The World We Wish To See: Revolutionary Objectives in the Twenty-First Century

Reviewed by Daniel
Egan

Samir Amin, The World We Wish To See: Revolutionary Objectives in the Twenty-First Century (New York: Monthly Review Press, 2008).

This book is an important reaffirmation of the necessity for revolution and socialism from one of the left’s preeminent critics of global capitalism. The importance of this manifesto is twofold. Not only does it challenge hegemonic notions that ‘there is no alternative’ to capitalism, it also challenges the left to once again put power at the center of its political project.

Amin’s manifesto starts with an analysis of the contradictory nature of capitalism. Capitalism has, since its origins, integrated core and periphery into a system of global exploitation, but at the same time it has been characterized by a system of nation-states. The system of nation-states, with its diversity of specific political and cultural institutions, has played an important role in the development of capitalism, but it also serves as an important foundation from which to challenge capitalism. Global capitalism is characterized by a diversity of “popular classes and other dominated and exploited peoples” (8) that resist capitalism in ways specific to their own situation. While workers’ struggles “will continue to form the central axis of struggles likely to change the social balance of power” (36), the left must be organized as a hegemonic bloc uniting diverse forms of resistance to capitalism. The major task for the left, therefore, is “to construct a convergence in diversity that will make it possible for dominated and oppressed classes and people to advance” (38). Amin is calling for nothing short of the creation of a Fifth International for the renewal of the socialist project.

Amin rejects the abandonment of revolution which has characterized much of the left since the collapse of Soviet state socialism. While recognizing the failures and limitations of 20th-century revolutions, Amin argues that revolutions “make it possible for creative utopian ideas to win over minds and, eventually, achieve the supreme ambition of modernity, which is to make human beings the active subjects of their own history” (18). The social movements which are to serve as the principal agent of revolution in the 21st century are defined by three features: 1) they work for social progress, by which Amin means the elimination of exploitation and oppression; 2) they use participatory democratic methods and forms of organization; and 3) they respect diversity and national autonomy. The history of 20th-century socialism shows that the left’s record on these points is problematic. The Soviet Union and China, when faced with “the contradictory task of ‘catching up’ (which implies the use of methods analogous to those of capitalism) and ‘doing something else’ (constructing socialism)” (19), eventually chose the former over the latter. Likewise, Amin is critical of the national-populist regimes that came to power following national liberation struggles in Africa and Asia for their pursuit of national capitalist goals rather than socialism.

Amin is also critical of the vanguardist strategies that defined 20th-century socialism:

This tradition is reproached, and rightly so, for the undemocratic practices on which it was based: rejection of diversity; the claim of some to hold the ‘correct line’ deduced from a ‘scientific’ analysis that is asserted to be irreproachable; the marked centralization of organization and decision-making authorities…; bureaucratic and doctrinaire excesses that were fatal in these conditions, etc. (61f)
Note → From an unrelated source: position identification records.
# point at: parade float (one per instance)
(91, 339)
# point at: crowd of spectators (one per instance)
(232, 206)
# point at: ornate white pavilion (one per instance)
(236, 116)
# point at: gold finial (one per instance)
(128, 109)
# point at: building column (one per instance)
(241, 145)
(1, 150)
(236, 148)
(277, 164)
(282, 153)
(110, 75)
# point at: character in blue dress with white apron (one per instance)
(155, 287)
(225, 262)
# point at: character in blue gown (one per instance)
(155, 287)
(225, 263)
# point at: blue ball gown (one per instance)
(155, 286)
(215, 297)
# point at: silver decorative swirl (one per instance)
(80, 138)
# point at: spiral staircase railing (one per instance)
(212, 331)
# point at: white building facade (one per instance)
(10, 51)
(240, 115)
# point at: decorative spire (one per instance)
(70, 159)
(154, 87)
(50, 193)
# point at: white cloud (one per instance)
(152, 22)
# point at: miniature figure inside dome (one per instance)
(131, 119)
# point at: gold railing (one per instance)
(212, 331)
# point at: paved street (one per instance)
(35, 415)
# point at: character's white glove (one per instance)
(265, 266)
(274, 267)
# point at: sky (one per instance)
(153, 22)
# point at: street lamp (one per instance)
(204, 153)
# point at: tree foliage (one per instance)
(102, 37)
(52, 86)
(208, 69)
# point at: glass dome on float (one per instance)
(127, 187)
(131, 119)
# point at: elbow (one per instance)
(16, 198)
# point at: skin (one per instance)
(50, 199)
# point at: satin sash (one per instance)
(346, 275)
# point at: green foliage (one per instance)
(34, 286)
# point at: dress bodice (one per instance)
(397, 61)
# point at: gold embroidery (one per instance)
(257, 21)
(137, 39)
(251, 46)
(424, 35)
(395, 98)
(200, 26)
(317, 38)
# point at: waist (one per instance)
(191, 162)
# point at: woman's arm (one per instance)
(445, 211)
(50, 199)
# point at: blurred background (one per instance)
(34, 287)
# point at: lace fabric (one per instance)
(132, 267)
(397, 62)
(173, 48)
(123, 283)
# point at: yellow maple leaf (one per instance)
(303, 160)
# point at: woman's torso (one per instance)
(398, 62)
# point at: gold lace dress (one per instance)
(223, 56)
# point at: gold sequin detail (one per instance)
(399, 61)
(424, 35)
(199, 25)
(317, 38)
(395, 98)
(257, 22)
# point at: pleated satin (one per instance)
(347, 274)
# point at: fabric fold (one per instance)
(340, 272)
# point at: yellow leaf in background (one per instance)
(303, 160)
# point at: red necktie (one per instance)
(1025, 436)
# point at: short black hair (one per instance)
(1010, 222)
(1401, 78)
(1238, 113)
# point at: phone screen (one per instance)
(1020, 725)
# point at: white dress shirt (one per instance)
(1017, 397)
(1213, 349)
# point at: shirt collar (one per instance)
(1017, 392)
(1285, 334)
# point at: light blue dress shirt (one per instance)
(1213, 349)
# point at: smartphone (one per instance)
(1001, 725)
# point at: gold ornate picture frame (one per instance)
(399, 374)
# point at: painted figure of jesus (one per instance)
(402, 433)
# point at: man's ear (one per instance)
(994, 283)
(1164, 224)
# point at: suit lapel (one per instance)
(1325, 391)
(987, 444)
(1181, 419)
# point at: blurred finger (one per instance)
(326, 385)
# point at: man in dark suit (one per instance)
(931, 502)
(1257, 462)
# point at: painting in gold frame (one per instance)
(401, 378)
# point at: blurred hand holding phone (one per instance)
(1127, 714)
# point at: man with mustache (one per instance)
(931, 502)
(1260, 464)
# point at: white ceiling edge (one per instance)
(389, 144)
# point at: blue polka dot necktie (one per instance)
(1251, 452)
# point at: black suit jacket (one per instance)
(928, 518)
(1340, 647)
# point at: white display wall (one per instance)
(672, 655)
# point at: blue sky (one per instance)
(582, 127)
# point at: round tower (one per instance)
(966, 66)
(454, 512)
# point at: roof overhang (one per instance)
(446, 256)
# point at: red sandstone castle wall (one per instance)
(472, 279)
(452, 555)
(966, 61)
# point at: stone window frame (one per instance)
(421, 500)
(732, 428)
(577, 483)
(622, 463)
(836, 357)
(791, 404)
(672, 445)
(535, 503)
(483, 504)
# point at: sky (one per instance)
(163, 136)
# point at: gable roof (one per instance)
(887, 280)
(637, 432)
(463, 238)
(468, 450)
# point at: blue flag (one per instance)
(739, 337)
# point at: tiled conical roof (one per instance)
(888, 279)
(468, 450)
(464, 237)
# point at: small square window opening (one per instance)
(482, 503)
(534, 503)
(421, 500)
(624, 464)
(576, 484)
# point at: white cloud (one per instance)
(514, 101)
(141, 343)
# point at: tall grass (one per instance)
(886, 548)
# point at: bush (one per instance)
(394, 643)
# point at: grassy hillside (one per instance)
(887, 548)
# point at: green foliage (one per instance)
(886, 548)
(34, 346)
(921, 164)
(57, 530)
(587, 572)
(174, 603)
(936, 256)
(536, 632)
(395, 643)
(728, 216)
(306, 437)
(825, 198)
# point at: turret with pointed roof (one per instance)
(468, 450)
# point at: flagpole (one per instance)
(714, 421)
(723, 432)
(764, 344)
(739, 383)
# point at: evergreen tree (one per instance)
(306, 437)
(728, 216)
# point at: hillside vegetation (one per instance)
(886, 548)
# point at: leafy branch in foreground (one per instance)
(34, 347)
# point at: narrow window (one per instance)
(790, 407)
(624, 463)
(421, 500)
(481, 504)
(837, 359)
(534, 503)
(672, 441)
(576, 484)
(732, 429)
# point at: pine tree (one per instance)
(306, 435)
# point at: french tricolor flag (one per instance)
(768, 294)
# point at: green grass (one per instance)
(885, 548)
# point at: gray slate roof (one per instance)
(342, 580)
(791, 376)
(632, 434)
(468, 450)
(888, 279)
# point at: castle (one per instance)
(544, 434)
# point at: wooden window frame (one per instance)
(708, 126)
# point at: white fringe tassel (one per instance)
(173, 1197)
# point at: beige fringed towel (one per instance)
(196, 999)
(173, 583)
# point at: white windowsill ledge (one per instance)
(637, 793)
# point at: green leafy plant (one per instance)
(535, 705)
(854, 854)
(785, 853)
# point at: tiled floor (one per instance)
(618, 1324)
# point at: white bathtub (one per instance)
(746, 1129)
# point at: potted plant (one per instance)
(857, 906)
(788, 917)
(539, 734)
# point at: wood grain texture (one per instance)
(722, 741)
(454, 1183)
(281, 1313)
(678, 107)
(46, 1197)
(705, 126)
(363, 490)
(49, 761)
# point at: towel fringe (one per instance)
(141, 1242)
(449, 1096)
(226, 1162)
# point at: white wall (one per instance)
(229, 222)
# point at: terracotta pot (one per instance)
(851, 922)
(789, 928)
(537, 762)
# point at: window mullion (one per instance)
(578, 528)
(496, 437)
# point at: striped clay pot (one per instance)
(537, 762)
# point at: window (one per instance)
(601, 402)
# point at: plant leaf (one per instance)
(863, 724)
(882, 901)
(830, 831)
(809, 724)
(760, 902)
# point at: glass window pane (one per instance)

The appropriate response to this history is not to reject revolution, but to affirm the unity of socialism and democracy: “There will be no socialism without democracy, but equally there will be no democratic advances without social progress” (71).

This slim volume offers a sophisticated argument presented in a highly accessible manner. Left activists in all of their diversity will find it a useful tool for organizing within their movements.